Causes, Causalities, and Considerations for Today

It’s certainly a bit simplistic to call these early modern conflicts “worship wars,” as the economic and political debates surrounding these episodes make clear. Although liturgy, prayer books, and worship were the final tipping points for both groups of early modern peasants, government attempts to confiscate church property or to consolidate power over these border regions played a part as well. There is clearly a story to tell here about the ways in which wealth creates complications and power struggles, particularly when one group tries to take it from another. There’s also clearly a story here about the ways in which the intersection of nationalism and faith can be deadly, particularly when one vision of faith is closely knit to one vision of national identity.
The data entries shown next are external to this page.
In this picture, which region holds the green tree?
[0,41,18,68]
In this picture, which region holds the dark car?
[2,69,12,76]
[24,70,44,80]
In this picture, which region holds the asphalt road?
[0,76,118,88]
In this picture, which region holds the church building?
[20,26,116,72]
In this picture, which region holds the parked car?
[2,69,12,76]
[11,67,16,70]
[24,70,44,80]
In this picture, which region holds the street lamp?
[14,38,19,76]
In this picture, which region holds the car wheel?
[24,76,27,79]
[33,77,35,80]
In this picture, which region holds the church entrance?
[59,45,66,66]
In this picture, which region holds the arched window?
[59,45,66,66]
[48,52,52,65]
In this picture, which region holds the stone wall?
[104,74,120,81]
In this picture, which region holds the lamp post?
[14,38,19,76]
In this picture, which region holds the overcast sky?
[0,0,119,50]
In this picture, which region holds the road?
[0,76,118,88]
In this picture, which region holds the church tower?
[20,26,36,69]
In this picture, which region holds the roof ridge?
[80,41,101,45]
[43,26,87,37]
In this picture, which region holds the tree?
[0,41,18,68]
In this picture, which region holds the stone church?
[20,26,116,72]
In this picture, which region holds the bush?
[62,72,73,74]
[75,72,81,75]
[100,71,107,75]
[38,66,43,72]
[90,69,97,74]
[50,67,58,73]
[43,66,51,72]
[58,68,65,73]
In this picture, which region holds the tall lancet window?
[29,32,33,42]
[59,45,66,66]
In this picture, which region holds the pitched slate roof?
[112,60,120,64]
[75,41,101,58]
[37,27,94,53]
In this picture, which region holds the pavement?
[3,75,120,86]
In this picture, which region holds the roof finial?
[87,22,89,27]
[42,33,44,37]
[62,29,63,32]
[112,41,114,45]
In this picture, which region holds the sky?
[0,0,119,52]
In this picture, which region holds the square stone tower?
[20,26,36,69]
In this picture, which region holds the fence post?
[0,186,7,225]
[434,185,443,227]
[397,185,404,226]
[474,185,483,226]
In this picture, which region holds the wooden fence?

I think it’s important not to overlook the aspects of these conflicts that center on worship and liturgy, though. While economic, political, and social tensions clearly exacerbated these conflicts, in both England and Sweden, worship and liturgy played a huge part in pushing these groups of lay people into active rebellion. Clearly, our modern era is not the first time that strongly held feelings over traditional versus contemporary worship led to church splits! It’s worth noting just who the casualties are in these early modern splits (and perhaps in our own): those with the least amount of voice, say, and input. The groups most harmed by these early modern conflicts (and, I think, in our own fights) are those who are marginalized in earthly structures and yet committed to their faiths, with clear convictions as to how to worship rightly. As we think about these early modern episodes, I think it’s worth reevaluating our own “worship wars” with a focus not just on theological conviction about things like liturgy or leadership, but also on the cost of reforming or not reforming. Who might be caught in the crossfire of the conversation, to the detriment of the well-being of their faith?